O direito a escolhas e à liberdade também é uma constante na página. Em resposta a uma leitora de 35 anos que não quer ter filhos e perguntou se podia fazer uma laqueadura, a Ginecologista Sincera do Facebok respondeu: “Pode fazer, ué, tens todo direito a uma laqueadura, assim como o seu marido de fazer uma vasectomia, que inclusive é um procedimento infinitamente mais inteligente e seguro. O problema é encontrar profissionais que estejam mais preocupados em respeitar a autonomia do que cagar regra na vida reprodutiva de vocês”.
TOP 3 DO CONSULTÓRIO
1 | GRAVIDEZ
As perguntas mais comuns na página são sempre nesta linha: “Qual a chance de eu ter engravidado fazendo x, y ou z?”, “Será que engravidei nas condições assim ou assado?”. As questões incluem descrição de como foi a relação sexual, se a camisinha estourou, se houve coito interrompido, há quantos dias ou semanas a menstruação está atrasada etc.
Exemplos
Pergunta: Líquido seminal/pré-seminal engravida se colocado na região da vulva, mas não dentro da vagina? Espermatozoides vivem quanto tempo? Peço perdão pela pequena ignorância.
Pergunta: Quais as chances de uma gravidez acontecer no caso da camisinha estourar durante a penetração, sem ejaculação, e a mulher estando amamentando por livre demanda?
Resposta: “Sem ejaculação? Com a mulher amamentando mais de 6x dia? Menos de 1%... Se nascer, é Jesus.”
2 | DORES E SAÚDE ÍNTIMA
Quase empate técnico com o primeiro item. As ginecologistas dizem que o “estou com uma dor” é bem frequente. Muitas seguidoras da página relatam em detalhes como ocorre e seus sintomas, o que motiva as profissionais a orientarem para uma consulta presencial. Porém, não raro as médicas intuem que o desconforto é de outra natureza.

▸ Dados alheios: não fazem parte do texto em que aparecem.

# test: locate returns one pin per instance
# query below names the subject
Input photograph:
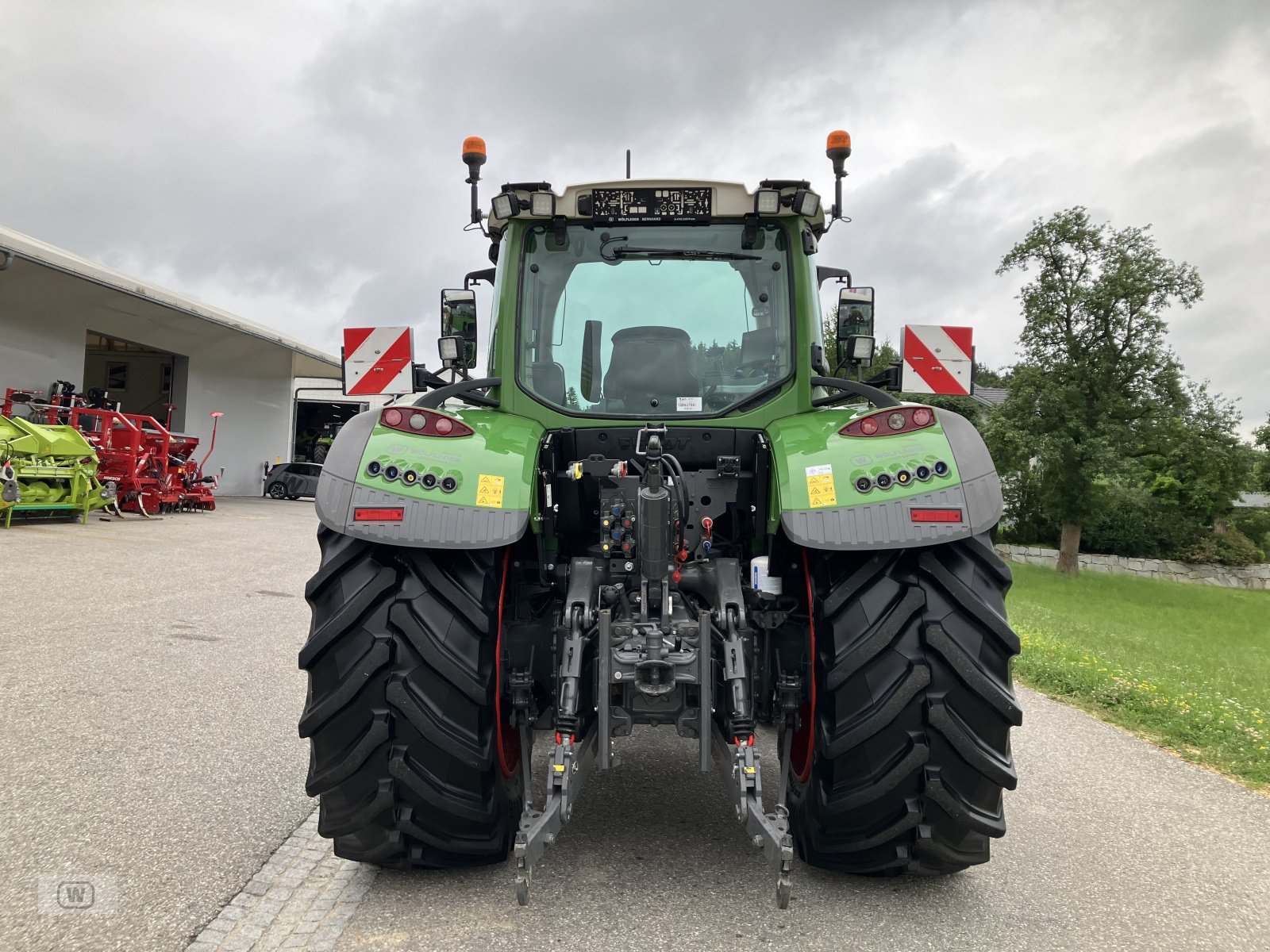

– Tem mulheres que ignoram que transar sem vontade, por exemplo, pode causar problemas porque a mente não se dissocia do corpo como elas gostariam. Não somos só seres biológicos, somos também sociais. Então, a ginecologia não vai tratar a mulher como um todo se souber olhar apenas pra uma parte dela – diz JS.
Também aparece muito a queixa “Estou com um corrimento estranho, é normal?”, bem como outros tipos de relatos de problemas com odores e secreções.
3 | É NORMAL...?
O “é normal”, aplicado a diversas questões, também surge com frequência. BW explica que, tanto na página quanto no consultório, existem muitas neuras sobre o que seria um comportamento normal no sexo.
– Por exemplo: é senso comum que ter dor no sexo é normal, que não ter orgasmo é normal, que mulher tem menos tesão que homem e por aí vai. O que a gente tenta é desconstruir esse olhar. A gente não quer dialogar só com as ultrafeministas desconstruídas cheias de teoria e libertárias. A gente quer dialogar com a mulher comum. Dizer a ela que não é normal ter dor, que ela não é obrigada a transar e que ela pode pensar sobre isso tudo sem se sentir um ET – diz BW.